Was die Wissenschaft wirklich sagt.

Kinderbetreuungsinfrastruktur ist teuer: Ein Krippenplatz kostet in Westdeutschland mindestens 1.200 Euro. Politiker wollen diese Ausgaben als „Investitionen in frühkindliche Bildung“ verstanden wissen. Je früher die Bildung von Kindern beginne, desto mehr steigere sie ihre Arbeitsfähigkeit als Erwachsene und desto höher sei längerfristig die Rendite der Bildungsausgaben für den Staat. Sie berufen sich auf bildungsökonomische Modellrechnungen der Wirtschaft und der OECD. Ihre Kalkulationen setzen folgenden Wirkungszusammenhang voraus: Institutionelle Förderung verbessert die Kompetenzen junger Mensch in Mathematik, Naturwissenschaften und Textverständnis und damit ihre Chancen, höhere Bildungsabschlüsse zu erwerben. Die höhere Qualifikation wiederum steigert ihre Chancen auf dem Arbeitsmarkt. In der Folge sinkt die strukturelle Arbeitslosigkeit, was einerseits die Sozialsysteme entlastet und andererseits die Einnahmen von Staat und Sozialversicherungen steigert. Mehr Kinderbetreuung bringt mehr Wohlstand, lautet also das Versprechen.

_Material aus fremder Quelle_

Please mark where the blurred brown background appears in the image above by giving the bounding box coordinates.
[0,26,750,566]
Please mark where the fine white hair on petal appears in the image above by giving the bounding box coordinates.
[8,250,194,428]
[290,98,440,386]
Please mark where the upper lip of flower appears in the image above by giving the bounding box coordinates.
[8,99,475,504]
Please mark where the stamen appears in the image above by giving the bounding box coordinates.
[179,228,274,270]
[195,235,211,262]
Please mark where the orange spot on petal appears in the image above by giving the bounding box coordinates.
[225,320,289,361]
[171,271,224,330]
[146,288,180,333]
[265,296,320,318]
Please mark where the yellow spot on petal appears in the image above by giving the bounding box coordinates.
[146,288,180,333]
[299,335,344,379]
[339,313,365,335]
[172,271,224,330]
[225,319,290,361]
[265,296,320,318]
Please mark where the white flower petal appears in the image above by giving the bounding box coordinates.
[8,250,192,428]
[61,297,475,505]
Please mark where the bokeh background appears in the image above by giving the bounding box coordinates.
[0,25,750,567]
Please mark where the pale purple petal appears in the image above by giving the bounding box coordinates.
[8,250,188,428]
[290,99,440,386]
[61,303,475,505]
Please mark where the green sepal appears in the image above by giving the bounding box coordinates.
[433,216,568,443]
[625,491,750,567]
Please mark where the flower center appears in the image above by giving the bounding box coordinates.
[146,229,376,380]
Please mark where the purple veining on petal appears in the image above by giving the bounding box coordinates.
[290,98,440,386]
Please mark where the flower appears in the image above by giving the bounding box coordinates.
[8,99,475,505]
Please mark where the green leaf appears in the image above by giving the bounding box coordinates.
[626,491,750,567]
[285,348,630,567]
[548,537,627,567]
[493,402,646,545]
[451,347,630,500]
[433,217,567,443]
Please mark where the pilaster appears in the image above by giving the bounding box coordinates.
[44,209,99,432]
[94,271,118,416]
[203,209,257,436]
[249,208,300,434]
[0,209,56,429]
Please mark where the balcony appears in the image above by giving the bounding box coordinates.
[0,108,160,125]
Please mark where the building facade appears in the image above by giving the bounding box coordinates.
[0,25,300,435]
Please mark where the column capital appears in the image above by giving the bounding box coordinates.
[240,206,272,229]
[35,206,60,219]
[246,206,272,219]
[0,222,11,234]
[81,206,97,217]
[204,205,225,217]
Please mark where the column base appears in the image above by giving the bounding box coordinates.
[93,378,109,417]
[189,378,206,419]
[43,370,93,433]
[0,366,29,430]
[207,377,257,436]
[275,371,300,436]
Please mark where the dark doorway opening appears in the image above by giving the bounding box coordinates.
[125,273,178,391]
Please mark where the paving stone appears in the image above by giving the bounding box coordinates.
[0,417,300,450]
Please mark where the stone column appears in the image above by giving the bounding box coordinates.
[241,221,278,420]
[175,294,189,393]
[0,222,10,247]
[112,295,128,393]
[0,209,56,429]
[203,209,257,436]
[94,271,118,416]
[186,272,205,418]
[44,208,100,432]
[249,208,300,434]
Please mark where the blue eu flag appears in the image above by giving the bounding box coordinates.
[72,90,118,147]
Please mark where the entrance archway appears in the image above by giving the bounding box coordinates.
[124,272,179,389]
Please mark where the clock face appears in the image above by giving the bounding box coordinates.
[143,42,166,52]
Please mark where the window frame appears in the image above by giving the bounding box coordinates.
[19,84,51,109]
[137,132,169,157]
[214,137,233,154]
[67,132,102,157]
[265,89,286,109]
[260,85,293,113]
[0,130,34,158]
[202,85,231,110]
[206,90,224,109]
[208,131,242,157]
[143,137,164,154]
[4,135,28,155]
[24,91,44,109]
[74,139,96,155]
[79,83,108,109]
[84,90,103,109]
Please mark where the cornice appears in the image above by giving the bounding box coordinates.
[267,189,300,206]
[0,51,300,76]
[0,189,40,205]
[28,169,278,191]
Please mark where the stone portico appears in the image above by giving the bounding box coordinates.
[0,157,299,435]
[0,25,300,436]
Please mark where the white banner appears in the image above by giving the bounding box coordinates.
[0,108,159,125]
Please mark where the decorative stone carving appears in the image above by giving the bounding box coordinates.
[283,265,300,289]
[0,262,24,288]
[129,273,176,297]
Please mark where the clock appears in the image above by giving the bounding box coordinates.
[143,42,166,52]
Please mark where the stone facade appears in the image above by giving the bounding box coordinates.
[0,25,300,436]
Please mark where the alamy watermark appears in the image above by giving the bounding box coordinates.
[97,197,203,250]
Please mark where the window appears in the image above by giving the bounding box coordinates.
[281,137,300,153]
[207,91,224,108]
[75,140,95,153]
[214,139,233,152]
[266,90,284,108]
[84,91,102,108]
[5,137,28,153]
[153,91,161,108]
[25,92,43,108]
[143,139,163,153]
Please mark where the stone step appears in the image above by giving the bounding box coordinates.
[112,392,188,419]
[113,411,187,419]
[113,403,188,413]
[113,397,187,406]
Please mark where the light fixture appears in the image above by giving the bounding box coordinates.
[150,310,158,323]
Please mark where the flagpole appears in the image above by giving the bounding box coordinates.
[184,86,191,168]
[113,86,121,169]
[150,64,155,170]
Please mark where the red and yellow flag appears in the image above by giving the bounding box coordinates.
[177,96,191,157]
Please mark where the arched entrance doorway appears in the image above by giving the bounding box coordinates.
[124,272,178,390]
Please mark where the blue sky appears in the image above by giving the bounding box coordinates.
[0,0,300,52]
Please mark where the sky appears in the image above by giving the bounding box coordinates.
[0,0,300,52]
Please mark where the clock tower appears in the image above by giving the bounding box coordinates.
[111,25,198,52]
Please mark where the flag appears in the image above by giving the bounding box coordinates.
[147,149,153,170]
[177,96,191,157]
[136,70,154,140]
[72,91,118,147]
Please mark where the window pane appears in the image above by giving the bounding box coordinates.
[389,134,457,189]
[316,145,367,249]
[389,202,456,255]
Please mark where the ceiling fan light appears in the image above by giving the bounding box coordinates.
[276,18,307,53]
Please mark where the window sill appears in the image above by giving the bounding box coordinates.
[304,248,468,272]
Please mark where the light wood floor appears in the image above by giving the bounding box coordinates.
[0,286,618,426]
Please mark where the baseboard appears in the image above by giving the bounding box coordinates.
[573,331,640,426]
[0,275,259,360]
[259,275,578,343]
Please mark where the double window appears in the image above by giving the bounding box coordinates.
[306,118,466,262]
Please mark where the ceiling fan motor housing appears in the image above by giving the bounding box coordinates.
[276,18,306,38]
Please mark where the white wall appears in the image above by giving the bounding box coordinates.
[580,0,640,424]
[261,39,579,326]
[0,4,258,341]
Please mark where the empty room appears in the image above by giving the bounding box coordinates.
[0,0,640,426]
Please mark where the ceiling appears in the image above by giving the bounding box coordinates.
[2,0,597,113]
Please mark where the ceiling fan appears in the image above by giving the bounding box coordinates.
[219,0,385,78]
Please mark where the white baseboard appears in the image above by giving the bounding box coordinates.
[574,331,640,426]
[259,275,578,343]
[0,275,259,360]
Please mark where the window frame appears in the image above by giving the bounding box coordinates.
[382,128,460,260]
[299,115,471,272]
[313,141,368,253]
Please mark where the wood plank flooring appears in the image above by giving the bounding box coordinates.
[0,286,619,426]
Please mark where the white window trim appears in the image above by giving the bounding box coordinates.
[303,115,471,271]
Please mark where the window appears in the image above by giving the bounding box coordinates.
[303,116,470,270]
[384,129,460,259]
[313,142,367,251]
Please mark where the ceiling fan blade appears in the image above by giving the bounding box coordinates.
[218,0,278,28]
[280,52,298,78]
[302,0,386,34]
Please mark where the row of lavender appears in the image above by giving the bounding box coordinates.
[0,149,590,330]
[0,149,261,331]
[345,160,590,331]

Diese Gedankenketten setzen unabdingbar voraus, dass institutionelle Betreuung tatsächlich die schulischen Leistungen steigert. Überprüfen lässt sich dies nur durch aufwendige (Langzeit)Studien, die bisher nur in geringer Zahl und fast ausschließlich für den anglo-amerikanischen Raum vorliegen. Zentraler Gewährsmann der Befürworter institutioneller Frühförderung ist der amerikanische Bildungsökonom James Heckman. Seine Argumentation stützt sich auf die Evaluation amerikanischer Frühförderprogramme („early childhood intervention“) aus den 1960er und 70er Jahren. Hauptzielgruppe dieser Projekte waren Kinder aus benachteiligten afroamerikanischen Familien mit zusätzlichen „Handicaps“: Sie wiesen eine intellektuelle Minderbegabung auf, lebten in Risikolagen oder sozialen Brennpunkten. Es überrascht kaum, dass früh einsetzende Förderprogramme die Lebenschancen dieser Kinder nachhaltig verbesserten. Mit deutscher Kindertagesstätten-Pädagogik haben diese  Programme allerdings wenig gemeinsam; viel eher sind sie Elterntrainings und Familientherapien vergleichbar, wie sie hierzulande die Psychotherapie und Klinische Sozialarbeit anwendet. Heckman überzeugen diese Programme gerade deshalb, weil sie nicht alle (nicht einmal alle sozio-ökonomisch benachteiligten) Kinder, sondern besonders vernachlässigte Kinder avisieren: Kinder, die in ihren ersten Jahren kaum Zuwendung ihrer Eltern erhalten. Aus seinen Erkenntnissen auf das Förderpotential deutscher Kindertagestätten zu schließen, zeugt entweder von methodischer Willkür oder aber von einem zutiefst kulturpessimistischen Generalverdacht der Erziehungsinkompetenz von Eltern.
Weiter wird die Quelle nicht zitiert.